Quote Originally Posted by Bob's World View Post
Certainly all insurgencies are like snowflakes. No two manifests in the same way due to the unique circumstance of the micro-environments they are created in; but all share the same principles and factors for causation...

...Once one gets to looking past the fact that "all snowflakes are different" and gets to looking to how they are similar, one can begin to craft effective preventative and countering measures. The vast majority of those involve not the populace, but rather the government.

"Populaces do not fail governments, it is governments which fail the populaces".
"All" and "always" are troublesome words. Certainly many, possibly most insurgencies are conflicts between "the government" and "the populace" that trace back to weak or bad governance, but it would be dangerous to say "all". Sometimes the root cause is conflict among portions of the populace, often portions with incompatible definitions of "good governance".

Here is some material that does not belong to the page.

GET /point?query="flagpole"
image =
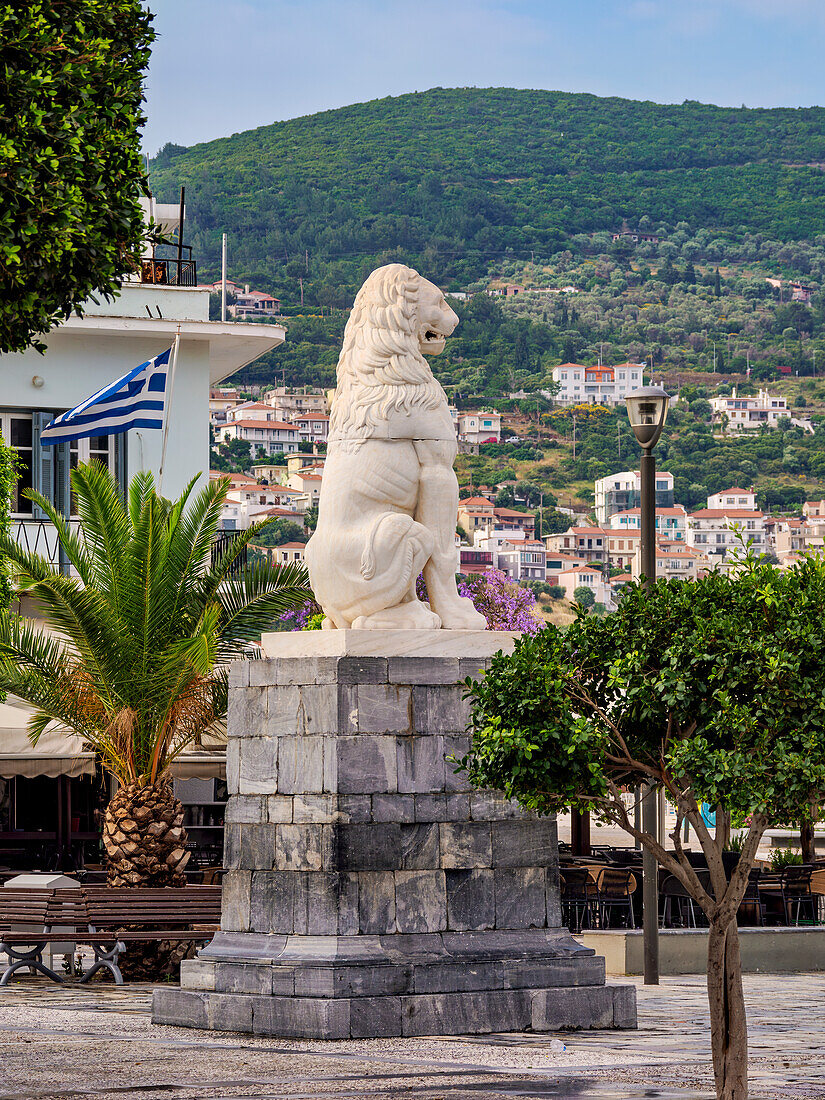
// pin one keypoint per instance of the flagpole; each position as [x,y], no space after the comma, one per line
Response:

Quote Originally Posted by Bob's World View Post
As to your paper, I agree with those who suggest that you pick one small target and laser in on it. Masters and Ph.D.s are intended to be an inch wide and a mile deep. If you go for a mile wide and an inch deep, drilling down deeper where necessary across the problem, you will gain great wisdom, but struggle in your academic pursuits.
An inch wide and a mile deep is perhaps not a hole one wants to spend a career in, but there are good reasons to start a career with that experience. Until you've gone deep and developed specialist knowledge you really don't understand or appreciate what depth is, and how much there is to know about every fraction of every picture. That can lead to dangerous overconfidence. I don't see wide and shallow as a road to wisdom; necessarily, especially without that base of specialized knowledge. Too often it leads to dangerously superficial conclusions.